Opinion

Brian Feeney: It's when, not if, there's a border poll

Brian Feeney

Brian Feeney

Historian and political commentator Brian Feeney has been a columnist with The Irish News for three decades. He is a former SDLP councillor in Belfast and co-author of the award-winning book Lost Lives

The enthusiasm of figures such as Conservative MP Jacob Rees-Mogg for a no deal Brexit is one of the factors making a border poll more likely
The enthusiasm of figures such as Conservative MP Jacob Rees-Mogg for a no deal Brexit is one of the factors making a border poll more likely The enthusiasm of figures such as Conservative MP Jacob Rees-Mogg for a no deal Brexit is one of the factors making a border poll more likely

WE know now there's going to be a border poll. Everyone knows, even those unionists who maintain a public posture of denial.

Irish unity has become the major political talking point after Brexit. It's no coincidence because the two are inextricably linked.

As a result of the looming catastrophe of Brexit for the island of Ireland, and the north in particular, it's no longer a matter of whether there'll be a poll but when.

As negotiations between the UK and the EU began to get serious in the run up to the Joint Report last December the dire consequences began to dawn on people here.

The DUP, misrepresenting the majority of people here, had been talking in 2017 about the 'opportunities' Brexit offered. They stopped when they couldn't name one.

It's now apparent even to the eccentric Jacob Rees-Mogg there are none. Mogg thinks benefits might appear in 50 years. What a twit. And it's wing nuts like him the DUP have bolted themselves onto.
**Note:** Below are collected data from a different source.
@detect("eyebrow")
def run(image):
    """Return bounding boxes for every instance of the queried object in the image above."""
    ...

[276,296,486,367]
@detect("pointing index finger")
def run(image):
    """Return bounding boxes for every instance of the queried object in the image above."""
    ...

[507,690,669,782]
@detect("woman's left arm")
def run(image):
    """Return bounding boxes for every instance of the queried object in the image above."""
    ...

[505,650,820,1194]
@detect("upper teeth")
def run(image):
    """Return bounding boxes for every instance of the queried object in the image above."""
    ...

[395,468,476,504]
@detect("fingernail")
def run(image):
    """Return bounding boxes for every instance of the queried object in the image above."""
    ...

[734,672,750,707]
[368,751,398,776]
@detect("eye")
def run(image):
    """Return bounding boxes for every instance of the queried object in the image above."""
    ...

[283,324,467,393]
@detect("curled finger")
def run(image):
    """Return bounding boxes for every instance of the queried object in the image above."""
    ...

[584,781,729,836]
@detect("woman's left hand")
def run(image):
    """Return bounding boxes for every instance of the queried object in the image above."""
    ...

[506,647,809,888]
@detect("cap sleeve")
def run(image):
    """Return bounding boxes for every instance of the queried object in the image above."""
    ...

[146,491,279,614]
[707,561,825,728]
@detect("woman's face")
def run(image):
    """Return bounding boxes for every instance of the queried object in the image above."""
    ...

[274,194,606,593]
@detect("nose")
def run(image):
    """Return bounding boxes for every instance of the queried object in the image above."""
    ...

The DUP's self-appointed 'expert' on border controls, Sir Jeffrey Donaldson, stopped talking about electronic tracking of lorries when real experts pointed out it didn't exist anywhere in the world, not because you couldn't track lorries but because you couldn't tell what or who or how much was in them.

A border poll began to assume urgency in direct proportion to the volume of gaseous emissions emanating from the ranting right of the Conservative party driving Britain out of the customs union and the single market.

It wasn't the attraction of Irish unity which made a poll a certainty. It is the fact that a border poll in favour of Irish unity is a parachute which enables people in the north to float gently but securely back into the EU. The EU had agreed that provision in Enda Kenny's time shortly after the 2016 vote.

The wonderful attraction of a successful unity referendum is its ability to undo Brexit at a stroke.

All problems about a backstop, tariff barriers and non-tariff barriers, EHIC cards, working in EU countries, farm subsidies, and so on and so on, vanish.

To continue the direct correlation between Brexit and a border poll, the fact is the worse and more chaotic Britain's Brexit becomes, the more likely an early border poll.

A no deal Brexit is a guarantee of an early poll. The most delicious irony of all is that the DUP's stupidity in blindly supporting a British government policy which is a direct danger to their own voters' welfare has become a direct danger to the DUP's raison d'être, defence of the union.

Truly, as Hamlet said, they are hoist with their own petard.

It's not only the attraction for the north of keeping the island in the EU. Most people don't realise that the Good Friday Agreement requires concurrent referendums north and south, so a border poll can't happen without the Irish government's participation.

Dublin is distinctly unwilling to muddy the waters of Brexit negotiations by introducing another contentious matter into the mix.

They say 'the time is not right'. True, but that's because they don't know yet how bad Brexit will be.

Once again, the worse it is the more likely the Irish government will see a border poll as a sure fire way to mitigate the impact on its border regions and cross border trade, like the 390,000 lambs from the north sent to the south annually. The worse the impact on the south, the quicker there'll be a border poll.

Last year Gerry Adams and Michelle O'Neill campaigned in the British general election for a border poll 'within five years'.

Now Sinn Féin says if there's a no deal Brexit or Britain 'crashes out' of the EU - a 60 per cent chance according to one of the more bewildered Cabinet ministers - then there should be a border poll as soon as possible.

You notice again the crucial connection between Brexit and referendums on Irish unity. The timing of the poll depends on how bad Brexit is.

Republicans never thought they would see the day when they would owe so much to the bunch of ageing backwoodsmen Peter Robinson sidelined to retirement polishing Westminster backbenches.

He thought they were out of harm's way. Hah.